I've been able to use this for carnosic acid and propyl gallate as well. Sadly I couldn't do inosinate or guanyate with it.

I've compared methyl, ethyl, and isobutyl chlroformates. Methyl gives a lower response but with faster chromatography
ethyl seems the best compromise plus I have the option of dissolving the sample in ethanol rather than water for oil based samples
Isobutyl chloroformate doesn't work well with isobutanol due to it being insoluble with water it works better with methanol and gives a higher response than ethyl chlroformate/ethanol but the chromatography is longer as it takes higher temp to elute.

Propyl Chloroformate n-propanol I haven't tried. I understand it works well as it is the highest chain chloroformate with a water soluble alcohol. The alcohol is important because with carboxylates initially an anhydride is formed and the alcohol attacks the anhydride forming the ester. A mismatch between chloroformate and ethanol R can lead to a small ammount of side products because there is always some of the chloroformate alchol present due to degradation of the chloroformate.

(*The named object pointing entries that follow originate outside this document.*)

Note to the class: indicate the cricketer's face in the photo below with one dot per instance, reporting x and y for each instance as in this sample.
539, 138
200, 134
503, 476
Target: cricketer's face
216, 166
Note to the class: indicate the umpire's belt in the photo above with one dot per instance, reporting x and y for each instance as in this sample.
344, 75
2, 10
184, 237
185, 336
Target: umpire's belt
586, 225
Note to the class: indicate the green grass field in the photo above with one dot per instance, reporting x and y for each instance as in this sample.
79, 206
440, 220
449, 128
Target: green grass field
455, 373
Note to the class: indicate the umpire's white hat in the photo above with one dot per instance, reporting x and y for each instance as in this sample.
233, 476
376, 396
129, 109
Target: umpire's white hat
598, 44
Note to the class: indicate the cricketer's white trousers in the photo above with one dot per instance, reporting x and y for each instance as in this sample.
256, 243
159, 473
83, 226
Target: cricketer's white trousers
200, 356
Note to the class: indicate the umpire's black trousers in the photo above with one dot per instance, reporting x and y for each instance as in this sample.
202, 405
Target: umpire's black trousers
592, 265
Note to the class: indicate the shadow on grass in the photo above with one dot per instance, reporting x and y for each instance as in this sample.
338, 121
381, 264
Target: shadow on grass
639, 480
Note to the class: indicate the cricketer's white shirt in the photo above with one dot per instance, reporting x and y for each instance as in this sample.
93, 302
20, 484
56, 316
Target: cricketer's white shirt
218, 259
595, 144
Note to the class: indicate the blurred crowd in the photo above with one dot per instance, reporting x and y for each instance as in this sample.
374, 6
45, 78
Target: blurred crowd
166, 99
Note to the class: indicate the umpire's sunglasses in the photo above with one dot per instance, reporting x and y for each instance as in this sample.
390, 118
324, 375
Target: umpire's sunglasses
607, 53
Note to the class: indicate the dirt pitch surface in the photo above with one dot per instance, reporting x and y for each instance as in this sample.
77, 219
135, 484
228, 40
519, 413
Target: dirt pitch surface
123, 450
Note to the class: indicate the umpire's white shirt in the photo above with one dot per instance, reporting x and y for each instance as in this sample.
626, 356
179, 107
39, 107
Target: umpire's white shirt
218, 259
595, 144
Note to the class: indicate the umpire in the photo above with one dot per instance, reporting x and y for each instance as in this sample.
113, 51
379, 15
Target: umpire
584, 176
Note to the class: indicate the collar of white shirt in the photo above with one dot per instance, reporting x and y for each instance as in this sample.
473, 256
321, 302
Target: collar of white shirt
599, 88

A possible benefit of propyl chloroformate is the higher signal and the fact the derivitve is nonpolar may make it possible to replace the chloroform with more isooctane or hexane. That makes it more amenable to automation having a robot sample from the top layer.

For HPLC I thought FMOC or other chloroformates are more typically used as volatility is not a concern.
http://www.chem.agilent.com/Library/chr ... 801193.pdf

I have the opposite issue. Lots of GC capacity but no HPLC. I work in flavors where GC is king. That is why I dabble a lot with derivitizations.